ねえ、聞いてる?って聞きながら話すのやめようと誓った8月の夜。

「聞いてるってことは聞いてないんだね」といきなり娘が言った。

「は?」

「だからね、ママ、聞いてるって聞くのは聞いてないんだよ」

3歳が寝る前の絵本タイムにいきなり言うものだから、面食らってしまった。頓知だろうか。まあ、眠すぎて寝言でも言いはじめたのかと思い、絵本『王さまと九人のきょうだい』の読み聞かせを再開した。20秒ぐらいして、はたと気づく。

「ねえ、もしかして ”聞いてる?” って聞かれた人は話を”聞いてない”ってことをママに言いたかったの?」

娘が「よくわかったじゃん」的な笑顔で私を見る。ほほう、なんとまあ。3歳にして、人間の性を見抜いているのだろうか。とすれば、大したものだ。

確かに、話し手が「ねえ、聞いてるの?私の話」と相手に尋ねる場合、百発百中、相手はその話を聞いていないのである。なのに、とっさに「聞いてる、聞いてる」と身を乗り出して答えてしまう、あの反射である。「全くもって真剣に聞いてないのに、ちゃんと聞いてる」と発言してしまうシチュエーションを、なぜ弱冠3歳の娘が見つけ出したのか。その答えは、私が、ただ私が読みたいだけの『王さまと九人のきょうだい』を朗読しはじめたことにあった。

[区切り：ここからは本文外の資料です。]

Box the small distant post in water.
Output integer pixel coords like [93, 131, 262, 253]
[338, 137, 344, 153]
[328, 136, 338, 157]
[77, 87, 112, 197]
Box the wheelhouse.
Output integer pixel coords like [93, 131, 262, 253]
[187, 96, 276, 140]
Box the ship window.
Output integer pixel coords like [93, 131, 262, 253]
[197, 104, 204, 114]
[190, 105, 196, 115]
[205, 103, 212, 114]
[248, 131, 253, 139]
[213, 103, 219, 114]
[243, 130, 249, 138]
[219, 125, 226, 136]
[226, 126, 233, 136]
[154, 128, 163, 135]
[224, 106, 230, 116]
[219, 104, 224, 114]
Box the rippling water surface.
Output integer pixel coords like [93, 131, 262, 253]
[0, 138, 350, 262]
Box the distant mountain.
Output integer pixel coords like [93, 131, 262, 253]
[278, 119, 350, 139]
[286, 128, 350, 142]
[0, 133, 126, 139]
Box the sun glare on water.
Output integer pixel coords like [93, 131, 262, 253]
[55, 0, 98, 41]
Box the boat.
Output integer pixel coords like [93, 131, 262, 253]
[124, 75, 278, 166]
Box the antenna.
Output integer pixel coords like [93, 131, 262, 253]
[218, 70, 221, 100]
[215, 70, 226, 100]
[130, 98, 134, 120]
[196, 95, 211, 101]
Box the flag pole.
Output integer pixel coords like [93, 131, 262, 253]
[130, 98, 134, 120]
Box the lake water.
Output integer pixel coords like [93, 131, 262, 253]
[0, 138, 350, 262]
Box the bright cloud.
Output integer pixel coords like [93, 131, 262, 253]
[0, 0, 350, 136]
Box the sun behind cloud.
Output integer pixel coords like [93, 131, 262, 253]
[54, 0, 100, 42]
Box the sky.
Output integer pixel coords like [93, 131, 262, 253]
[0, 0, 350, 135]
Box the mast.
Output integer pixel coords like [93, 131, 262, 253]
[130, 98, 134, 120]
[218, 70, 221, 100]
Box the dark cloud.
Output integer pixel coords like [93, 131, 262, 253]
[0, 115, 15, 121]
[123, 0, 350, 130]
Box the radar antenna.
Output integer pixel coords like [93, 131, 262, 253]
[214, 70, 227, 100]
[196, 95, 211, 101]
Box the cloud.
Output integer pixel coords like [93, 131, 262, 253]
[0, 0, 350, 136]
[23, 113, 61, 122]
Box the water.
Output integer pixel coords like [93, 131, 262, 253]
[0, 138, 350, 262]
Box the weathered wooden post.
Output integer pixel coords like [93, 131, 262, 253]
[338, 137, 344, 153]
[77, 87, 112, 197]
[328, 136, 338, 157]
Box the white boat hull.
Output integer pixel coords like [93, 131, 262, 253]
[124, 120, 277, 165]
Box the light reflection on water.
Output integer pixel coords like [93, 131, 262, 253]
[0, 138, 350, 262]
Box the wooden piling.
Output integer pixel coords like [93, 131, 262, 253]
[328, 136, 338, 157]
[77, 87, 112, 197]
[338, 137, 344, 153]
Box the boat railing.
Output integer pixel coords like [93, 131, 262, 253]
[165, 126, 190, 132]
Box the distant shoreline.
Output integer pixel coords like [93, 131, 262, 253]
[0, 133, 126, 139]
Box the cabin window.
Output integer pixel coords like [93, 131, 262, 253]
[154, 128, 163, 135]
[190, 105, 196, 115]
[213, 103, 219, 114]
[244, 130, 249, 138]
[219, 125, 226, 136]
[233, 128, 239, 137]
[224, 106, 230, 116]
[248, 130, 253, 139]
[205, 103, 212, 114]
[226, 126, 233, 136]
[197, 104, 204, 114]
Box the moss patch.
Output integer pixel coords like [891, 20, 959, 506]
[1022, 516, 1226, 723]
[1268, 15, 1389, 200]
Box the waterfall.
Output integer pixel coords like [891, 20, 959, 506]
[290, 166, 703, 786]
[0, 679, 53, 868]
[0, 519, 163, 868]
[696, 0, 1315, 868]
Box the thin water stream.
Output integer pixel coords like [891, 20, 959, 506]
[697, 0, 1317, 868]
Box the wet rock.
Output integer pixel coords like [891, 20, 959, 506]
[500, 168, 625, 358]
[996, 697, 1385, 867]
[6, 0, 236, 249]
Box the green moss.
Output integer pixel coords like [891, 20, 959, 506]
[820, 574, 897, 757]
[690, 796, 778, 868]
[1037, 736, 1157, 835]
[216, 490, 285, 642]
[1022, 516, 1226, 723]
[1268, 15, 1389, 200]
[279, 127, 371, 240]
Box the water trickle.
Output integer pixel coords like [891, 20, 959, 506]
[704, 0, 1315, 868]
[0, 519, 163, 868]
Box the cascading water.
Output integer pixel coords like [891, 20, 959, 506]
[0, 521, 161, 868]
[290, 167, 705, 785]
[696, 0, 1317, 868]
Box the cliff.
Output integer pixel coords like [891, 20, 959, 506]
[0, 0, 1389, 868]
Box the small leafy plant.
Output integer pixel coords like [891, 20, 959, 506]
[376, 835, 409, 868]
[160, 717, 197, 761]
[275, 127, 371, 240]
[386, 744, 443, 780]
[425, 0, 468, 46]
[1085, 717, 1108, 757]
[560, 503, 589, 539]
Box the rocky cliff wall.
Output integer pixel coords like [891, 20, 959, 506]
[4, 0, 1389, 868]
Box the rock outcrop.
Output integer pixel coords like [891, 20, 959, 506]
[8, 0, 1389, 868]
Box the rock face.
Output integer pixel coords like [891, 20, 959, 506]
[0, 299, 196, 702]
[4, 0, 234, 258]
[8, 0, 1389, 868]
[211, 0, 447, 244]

『王さまと九人のきょうだい』というのは、『スーホの白い馬』で有名な赤羽末吉さんが絵を描いた岩波書店のベストセラー絵本で、私の小さな頃からのお気に入りなのである。中国の昔話をベースにしたお話で、不思議な力を持つ9つ子の兄弟が、それぞれの力を使って悪い王様をやっつける痛快物語なのだが、いかんせん、幼児には話が長い。なので、娘に読み聞かせる時、私は何度も「ねえ、聞いてる?」と催促してしまっていたのである。しかし、目下「アナと雪の女王」にはまっている我が娘。悲しいことに、9人の兄弟がどれほど異様なパワーを発揮しようが、王様が水に流されて村が平和になろうが、全く興味を持ってくれなかった。

そこで、娘のあの発言である。

要するに、彼女は「私はお話を聞いていませんよ」ってことを遠回しに宣言していたのだ。いつの間に、そんな高度な言語能力を身につけたのだろう。ついこの前まで、バブバブ言っていたはずなのに。人間の成長に驚きつつ、31歳の私よりも、3歳の娘の方が何枚も上手であることにガックリきてしまった。

今日の教訓:「ねえ聞いてる?」と尋ねたくなる時点で、相手はその話に興味がないので、さっさと話の内容を変えるか、話し相手を変えましょう。